27. “There is another god,” continued Har, “named Bragi, who is celebrated for his wisdom, and more especially for his eloquence and correct forms of speech. He is not only eminently skilled in poetry, but the art itself is called from his name Bragr, which epithet is also applied to denote a distinguished poet or poetess. His wife is named Iduna. She keeps in a box the apples which the gods, when they feel old age approaching, have only to taste of to become young again. It is in this manner that they will be kept in renovated youth until Ragnarok.”
“Methinks,” interrupted Gangler, “the gods have committed a great treasure to the guardianship and good faith of Iduna.”
“And hence it happened,” replied Har, smiling, “that they once ran the greatest risk imaginable, as I shall have occasion to tell thee when thou hast heard the names of the other deities.
28. “One of them is Heimdall, called also the White God. He is the son of nine virgins, who were sisters, and is a very sacred and powerful deity. He also bears the appellation of the Gold-toothed, on account of his teeth being of pure gold, and also that of Hallinskithi.

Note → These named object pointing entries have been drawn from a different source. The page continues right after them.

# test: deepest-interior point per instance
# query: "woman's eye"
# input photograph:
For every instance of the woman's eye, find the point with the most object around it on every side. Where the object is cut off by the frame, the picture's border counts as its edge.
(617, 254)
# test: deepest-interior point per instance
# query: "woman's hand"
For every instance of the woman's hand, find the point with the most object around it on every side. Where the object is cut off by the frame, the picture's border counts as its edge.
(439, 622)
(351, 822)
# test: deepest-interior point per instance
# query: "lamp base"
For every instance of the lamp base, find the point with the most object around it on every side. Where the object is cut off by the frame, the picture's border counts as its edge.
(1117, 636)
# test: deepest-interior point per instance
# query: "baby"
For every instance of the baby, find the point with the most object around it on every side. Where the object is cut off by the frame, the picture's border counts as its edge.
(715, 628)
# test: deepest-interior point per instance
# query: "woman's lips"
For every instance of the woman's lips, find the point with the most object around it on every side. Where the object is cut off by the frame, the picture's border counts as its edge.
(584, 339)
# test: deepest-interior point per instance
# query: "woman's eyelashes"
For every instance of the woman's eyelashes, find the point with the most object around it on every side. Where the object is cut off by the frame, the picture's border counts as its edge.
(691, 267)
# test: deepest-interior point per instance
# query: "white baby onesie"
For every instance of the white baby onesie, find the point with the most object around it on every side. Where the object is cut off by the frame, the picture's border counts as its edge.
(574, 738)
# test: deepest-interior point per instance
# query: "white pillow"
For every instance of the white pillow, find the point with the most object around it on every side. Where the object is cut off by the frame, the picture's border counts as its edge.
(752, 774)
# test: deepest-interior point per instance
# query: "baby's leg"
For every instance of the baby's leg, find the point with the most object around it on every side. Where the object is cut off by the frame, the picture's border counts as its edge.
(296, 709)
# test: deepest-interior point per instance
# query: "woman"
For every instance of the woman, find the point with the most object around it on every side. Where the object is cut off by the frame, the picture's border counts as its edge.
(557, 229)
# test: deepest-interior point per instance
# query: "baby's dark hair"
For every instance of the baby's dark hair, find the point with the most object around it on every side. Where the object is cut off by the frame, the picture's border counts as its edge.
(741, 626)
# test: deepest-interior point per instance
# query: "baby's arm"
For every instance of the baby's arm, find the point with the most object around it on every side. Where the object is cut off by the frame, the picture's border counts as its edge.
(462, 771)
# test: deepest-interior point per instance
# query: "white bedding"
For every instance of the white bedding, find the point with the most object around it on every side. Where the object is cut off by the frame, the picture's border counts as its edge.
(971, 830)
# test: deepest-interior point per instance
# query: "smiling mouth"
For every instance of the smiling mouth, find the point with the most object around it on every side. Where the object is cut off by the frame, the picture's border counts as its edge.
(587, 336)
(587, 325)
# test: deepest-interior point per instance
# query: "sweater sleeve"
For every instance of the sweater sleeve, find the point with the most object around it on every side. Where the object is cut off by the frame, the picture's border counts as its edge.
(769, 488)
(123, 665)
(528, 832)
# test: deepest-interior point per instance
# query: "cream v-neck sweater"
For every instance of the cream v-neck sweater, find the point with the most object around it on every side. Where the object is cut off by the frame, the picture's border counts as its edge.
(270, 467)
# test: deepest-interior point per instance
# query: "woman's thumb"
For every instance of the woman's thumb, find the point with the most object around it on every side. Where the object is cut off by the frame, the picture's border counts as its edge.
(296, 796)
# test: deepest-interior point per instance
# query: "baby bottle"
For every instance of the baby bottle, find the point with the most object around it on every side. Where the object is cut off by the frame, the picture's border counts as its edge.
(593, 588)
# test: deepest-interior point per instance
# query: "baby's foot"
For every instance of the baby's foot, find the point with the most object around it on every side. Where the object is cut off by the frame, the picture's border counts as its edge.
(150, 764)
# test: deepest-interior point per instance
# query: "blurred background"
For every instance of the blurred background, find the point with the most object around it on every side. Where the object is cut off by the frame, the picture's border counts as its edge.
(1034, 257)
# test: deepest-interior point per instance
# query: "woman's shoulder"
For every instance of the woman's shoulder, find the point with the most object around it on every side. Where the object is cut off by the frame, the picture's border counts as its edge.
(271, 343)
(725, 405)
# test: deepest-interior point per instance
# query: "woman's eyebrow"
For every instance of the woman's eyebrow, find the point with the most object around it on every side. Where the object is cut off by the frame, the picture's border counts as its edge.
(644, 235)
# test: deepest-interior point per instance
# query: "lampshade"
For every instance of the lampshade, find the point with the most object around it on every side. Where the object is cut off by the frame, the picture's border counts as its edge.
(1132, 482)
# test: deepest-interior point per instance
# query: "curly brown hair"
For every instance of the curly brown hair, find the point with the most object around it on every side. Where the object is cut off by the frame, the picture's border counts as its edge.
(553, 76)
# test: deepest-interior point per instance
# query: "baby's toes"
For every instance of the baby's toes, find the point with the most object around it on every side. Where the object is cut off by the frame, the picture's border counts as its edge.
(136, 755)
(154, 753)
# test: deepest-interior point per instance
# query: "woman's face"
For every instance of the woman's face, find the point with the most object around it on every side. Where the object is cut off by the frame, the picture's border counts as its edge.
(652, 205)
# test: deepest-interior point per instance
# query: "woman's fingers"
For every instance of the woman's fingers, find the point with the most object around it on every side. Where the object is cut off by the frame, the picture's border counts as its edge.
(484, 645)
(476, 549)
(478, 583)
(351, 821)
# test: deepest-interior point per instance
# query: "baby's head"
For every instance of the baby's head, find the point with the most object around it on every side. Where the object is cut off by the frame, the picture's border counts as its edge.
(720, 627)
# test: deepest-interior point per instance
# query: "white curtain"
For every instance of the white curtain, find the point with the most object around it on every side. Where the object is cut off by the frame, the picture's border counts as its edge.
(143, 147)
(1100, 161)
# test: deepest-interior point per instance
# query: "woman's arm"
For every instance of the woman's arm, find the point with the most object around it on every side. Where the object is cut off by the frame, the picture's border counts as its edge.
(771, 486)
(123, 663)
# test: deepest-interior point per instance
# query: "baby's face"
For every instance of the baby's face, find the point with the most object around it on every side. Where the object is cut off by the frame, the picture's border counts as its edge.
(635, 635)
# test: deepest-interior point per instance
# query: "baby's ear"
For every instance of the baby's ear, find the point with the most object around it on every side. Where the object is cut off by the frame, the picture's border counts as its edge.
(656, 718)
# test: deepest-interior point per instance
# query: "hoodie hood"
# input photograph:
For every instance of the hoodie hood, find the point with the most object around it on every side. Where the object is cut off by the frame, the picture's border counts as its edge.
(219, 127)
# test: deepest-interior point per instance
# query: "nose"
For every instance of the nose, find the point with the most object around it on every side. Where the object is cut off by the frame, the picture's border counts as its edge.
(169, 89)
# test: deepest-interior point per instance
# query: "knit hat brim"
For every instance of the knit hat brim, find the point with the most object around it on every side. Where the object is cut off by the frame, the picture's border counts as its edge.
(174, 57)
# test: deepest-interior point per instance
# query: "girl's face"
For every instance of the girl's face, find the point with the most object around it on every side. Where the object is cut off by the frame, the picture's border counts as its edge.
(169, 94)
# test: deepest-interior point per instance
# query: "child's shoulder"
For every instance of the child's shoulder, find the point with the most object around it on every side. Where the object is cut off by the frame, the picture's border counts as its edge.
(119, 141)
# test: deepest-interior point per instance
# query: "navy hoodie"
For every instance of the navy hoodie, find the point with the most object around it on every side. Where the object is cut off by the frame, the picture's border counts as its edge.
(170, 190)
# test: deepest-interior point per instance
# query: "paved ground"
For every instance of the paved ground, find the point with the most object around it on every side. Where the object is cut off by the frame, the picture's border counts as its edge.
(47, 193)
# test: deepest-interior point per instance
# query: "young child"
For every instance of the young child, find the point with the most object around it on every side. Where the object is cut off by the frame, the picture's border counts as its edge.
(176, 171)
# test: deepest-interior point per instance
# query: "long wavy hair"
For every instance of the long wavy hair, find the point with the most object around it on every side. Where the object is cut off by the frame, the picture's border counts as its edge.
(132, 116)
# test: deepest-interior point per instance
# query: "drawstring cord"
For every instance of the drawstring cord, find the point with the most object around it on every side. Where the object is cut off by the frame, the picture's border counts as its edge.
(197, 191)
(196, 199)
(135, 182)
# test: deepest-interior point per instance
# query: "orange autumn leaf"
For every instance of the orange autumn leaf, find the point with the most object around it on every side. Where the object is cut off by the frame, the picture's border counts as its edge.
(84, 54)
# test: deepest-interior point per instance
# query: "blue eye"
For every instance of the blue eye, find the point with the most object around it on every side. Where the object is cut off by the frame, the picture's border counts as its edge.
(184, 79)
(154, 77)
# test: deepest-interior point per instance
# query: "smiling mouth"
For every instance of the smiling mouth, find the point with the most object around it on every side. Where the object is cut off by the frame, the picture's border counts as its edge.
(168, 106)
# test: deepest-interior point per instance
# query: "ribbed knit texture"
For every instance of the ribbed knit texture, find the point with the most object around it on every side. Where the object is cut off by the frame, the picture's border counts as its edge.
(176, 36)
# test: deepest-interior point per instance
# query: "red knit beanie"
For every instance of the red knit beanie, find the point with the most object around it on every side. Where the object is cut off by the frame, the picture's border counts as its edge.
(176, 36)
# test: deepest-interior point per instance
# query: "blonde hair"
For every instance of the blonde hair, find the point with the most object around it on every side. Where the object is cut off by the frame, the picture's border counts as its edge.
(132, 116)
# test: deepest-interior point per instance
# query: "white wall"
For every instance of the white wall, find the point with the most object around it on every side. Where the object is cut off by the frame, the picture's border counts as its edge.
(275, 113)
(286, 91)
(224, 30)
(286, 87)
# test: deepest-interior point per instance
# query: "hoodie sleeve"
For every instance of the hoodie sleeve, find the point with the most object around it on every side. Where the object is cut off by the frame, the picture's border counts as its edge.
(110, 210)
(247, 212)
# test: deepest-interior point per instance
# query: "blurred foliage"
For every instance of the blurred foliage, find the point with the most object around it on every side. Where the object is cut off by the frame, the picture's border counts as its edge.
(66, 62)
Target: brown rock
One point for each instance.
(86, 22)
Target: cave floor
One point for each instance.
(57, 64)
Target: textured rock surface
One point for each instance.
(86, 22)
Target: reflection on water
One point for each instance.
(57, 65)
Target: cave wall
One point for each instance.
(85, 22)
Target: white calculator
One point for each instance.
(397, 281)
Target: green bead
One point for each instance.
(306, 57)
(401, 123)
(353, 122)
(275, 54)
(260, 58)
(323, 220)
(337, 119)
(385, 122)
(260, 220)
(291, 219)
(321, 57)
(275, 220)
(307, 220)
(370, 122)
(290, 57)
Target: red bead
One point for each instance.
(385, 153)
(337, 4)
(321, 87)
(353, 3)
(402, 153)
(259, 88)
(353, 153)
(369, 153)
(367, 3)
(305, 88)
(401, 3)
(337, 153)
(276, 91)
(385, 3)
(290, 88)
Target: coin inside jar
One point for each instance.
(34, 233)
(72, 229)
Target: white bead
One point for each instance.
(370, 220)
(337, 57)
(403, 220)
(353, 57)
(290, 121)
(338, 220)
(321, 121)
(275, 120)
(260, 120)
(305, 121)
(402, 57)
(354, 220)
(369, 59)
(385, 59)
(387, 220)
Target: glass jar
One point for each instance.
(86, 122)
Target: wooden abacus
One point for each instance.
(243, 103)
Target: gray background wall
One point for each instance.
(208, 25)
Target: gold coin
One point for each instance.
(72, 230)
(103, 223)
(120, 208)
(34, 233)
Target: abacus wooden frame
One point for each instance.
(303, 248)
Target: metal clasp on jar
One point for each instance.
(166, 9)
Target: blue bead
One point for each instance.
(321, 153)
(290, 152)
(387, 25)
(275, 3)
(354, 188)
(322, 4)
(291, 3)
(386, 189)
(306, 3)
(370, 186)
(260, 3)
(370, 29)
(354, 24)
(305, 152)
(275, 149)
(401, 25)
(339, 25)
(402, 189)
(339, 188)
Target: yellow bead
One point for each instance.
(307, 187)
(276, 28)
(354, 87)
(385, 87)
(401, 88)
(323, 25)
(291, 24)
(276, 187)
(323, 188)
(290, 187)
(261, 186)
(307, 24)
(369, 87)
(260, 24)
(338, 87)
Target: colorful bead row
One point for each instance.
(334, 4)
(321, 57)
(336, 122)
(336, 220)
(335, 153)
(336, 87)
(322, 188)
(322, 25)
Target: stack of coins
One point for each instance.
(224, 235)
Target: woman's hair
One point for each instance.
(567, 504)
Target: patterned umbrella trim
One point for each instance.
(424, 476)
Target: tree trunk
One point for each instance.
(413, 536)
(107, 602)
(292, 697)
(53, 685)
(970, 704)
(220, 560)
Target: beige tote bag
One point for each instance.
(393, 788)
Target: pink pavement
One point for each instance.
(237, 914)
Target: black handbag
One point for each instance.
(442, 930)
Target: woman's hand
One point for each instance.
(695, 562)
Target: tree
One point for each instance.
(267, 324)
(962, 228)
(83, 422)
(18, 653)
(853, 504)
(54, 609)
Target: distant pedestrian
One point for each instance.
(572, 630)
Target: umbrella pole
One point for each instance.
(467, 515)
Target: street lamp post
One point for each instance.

His horse is called Gulltopp, and he dwells in Himinbjorg at the end of Bifrost. He is the warder of the gods, and is therefore placed on the borders of heaven, to prevent the giants from forcing their way over the bridge. He requires less sleep than a bird, and sees by night, as well as by day, a hundred miles around him. So acute is his ear that no sound escapes him, for he can even hear the grass growing on the earth, and the wool on a sheep’s back. He has a horn called the Gjallar-horn, which is heard throughout the universe. His sword is called Hofud (Head).